Small plants with roundish tuberoids. Leaves 1-2 or several, cauline or ± basal. Inflorescence dense, with many small greenish or yellowish-green, resupinate flowers. Perianth segments connivent; sepals subequal, petals sometimes longer. Labellum entire or 3-lobed or 3-5 dentate, flattish-ligulate, spurless, but sometimes ± concave at base. Column very small; anther erect, without canals, cells parallel or slightly divergent downwards; pollinia 2, sectile, with very short caudicles, attached to separate, large, sometimes brown-shining, horn-like viscid glands; stigma 2, distant, sessile, cushion-shaped or protruding; staminodes 2, sometimes strap-shaped. Ovary ± sessile, slightly twisted, apex ± bent downwards.

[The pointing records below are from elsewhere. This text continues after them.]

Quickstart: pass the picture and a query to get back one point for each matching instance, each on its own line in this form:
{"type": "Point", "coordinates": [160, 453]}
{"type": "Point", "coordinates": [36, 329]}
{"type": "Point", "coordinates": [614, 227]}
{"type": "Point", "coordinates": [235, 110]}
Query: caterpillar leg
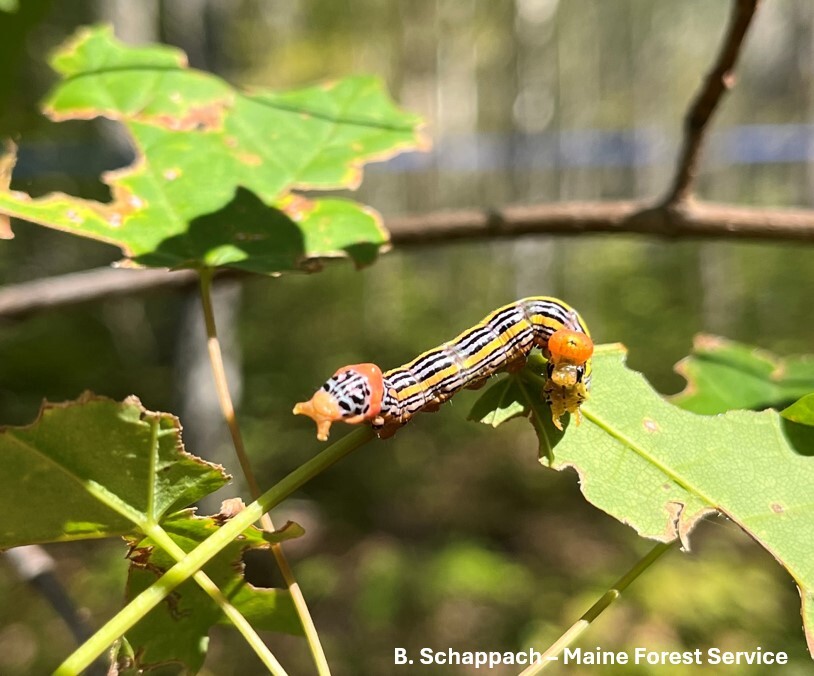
{"type": "Point", "coordinates": [564, 400]}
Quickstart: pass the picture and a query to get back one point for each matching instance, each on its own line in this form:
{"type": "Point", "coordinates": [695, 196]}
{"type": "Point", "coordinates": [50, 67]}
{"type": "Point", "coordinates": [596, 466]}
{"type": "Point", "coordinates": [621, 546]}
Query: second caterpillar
{"type": "Point", "coordinates": [502, 341]}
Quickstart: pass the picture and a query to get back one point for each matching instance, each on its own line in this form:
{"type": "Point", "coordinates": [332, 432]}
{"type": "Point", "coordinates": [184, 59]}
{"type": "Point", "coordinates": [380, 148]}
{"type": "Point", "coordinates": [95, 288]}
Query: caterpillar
{"type": "Point", "coordinates": [502, 341]}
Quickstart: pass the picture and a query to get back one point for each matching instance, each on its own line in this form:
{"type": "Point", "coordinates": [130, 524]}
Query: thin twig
{"type": "Point", "coordinates": [701, 220]}
{"type": "Point", "coordinates": [204, 552]}
{"type": "Point", "coordinates": [228, 409]}
{"type": "Point", "coordinates": [577, 629]}
{"type": "Point", "coordinates": [719, 80]}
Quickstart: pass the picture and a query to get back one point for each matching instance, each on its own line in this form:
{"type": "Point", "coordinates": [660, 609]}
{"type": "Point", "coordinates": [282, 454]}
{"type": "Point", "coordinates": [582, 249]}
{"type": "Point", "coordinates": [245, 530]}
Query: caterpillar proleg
{"type": "Point", "coordinates": [502, 341]}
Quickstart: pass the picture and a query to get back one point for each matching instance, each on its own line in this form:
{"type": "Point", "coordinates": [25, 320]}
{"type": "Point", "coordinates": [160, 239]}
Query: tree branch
{"type": "Point", "coordinates": [685, 220]}
{"type": "Point", "coordinates": [719, 80]}
{"type": "Point", "coordinates": [675, 216]}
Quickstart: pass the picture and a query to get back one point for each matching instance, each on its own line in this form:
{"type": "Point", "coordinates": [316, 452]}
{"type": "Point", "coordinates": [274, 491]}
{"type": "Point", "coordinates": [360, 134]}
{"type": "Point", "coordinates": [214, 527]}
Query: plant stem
{"type": "Point", "coordinates": [575, 630]}
{"type": "Point", "coordinates": [163, 540]}
{"type": "Point", "coordinates": [228, 409]}
{"type": "Point", "coordinates": [117, 626]}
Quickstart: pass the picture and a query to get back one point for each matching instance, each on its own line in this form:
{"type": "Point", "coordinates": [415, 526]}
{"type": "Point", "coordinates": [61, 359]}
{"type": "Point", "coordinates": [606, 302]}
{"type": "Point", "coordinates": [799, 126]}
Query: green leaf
{"type": "Point", "coordinates": [199, 142]}
{"type": "Point", "coordinates": [801, 411]}
{"type": "Point", "coordinates": [661, 469]}
{"type": "Point", "coordinates": [723, 375]}
{"type": "Point", "coordinates": [94, 468]}
{"type": "Point", "coordinates": [177, 630]}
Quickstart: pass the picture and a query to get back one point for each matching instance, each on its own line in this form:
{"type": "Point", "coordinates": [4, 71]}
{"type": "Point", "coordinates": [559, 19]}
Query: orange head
{"type": "Point", "coordinates": [570, 347]}
{"type": "Point", "coordinates": [353, 394]}
{"type": "Point", "coordinates": [568, 352]}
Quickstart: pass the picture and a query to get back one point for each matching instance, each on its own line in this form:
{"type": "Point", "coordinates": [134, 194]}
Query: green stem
{"type": "Point", "coordinates": [83, 656]}
{"type": "Point", "coordinates": [578, 628]}
{"type": "Point", "coordinates": [163, 540]}
{"type": "Point", "coordinates": [228, 409]}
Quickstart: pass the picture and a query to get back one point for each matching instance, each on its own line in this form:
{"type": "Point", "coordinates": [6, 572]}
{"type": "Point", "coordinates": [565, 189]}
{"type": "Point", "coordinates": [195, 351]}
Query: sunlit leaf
{"type": "Point", "coordinates": [95, 468]}
{"type": "Point", "coordinates": [177, 630]}
{"type": "Point", "coordinates": [215, 169]}
{"type": "Point", "coordinates": [723, 375]}
{"type": "Point", "coordinates": [801, 411]}
{"type": "Point", "coordinates": [660, 469]}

A genus of about 40 species, with more than half occuring in China, a few in E. Asia and one in Europe. Represented by 3 species in Pakistan, all inhabiting the, high mountains in the North of the country. Members of this genus reach the highest range in altitude among the Orchids, some as Herminium pugioniforme, grow in the N. W. Himalayan Mts. and in Nepal up to 5000 m.,appr. 1000 m below the extreme limit at which plants live (which in the Karakorum, according to R. Pampanini, La Flora del Caracorum p. 271 (Bologna 1930) is close to 5800 m.
Some gatherings mentioned in Stewart’s Catalogue as Herminium macrophyllum (D. Don) Dandy from Baltistan (Winterbottom 743! at K) and Kashmir (R. R. Stewart 9722 and H. Rich 1190! both in K) are identical with Herminium monorchis (L.) R. Br.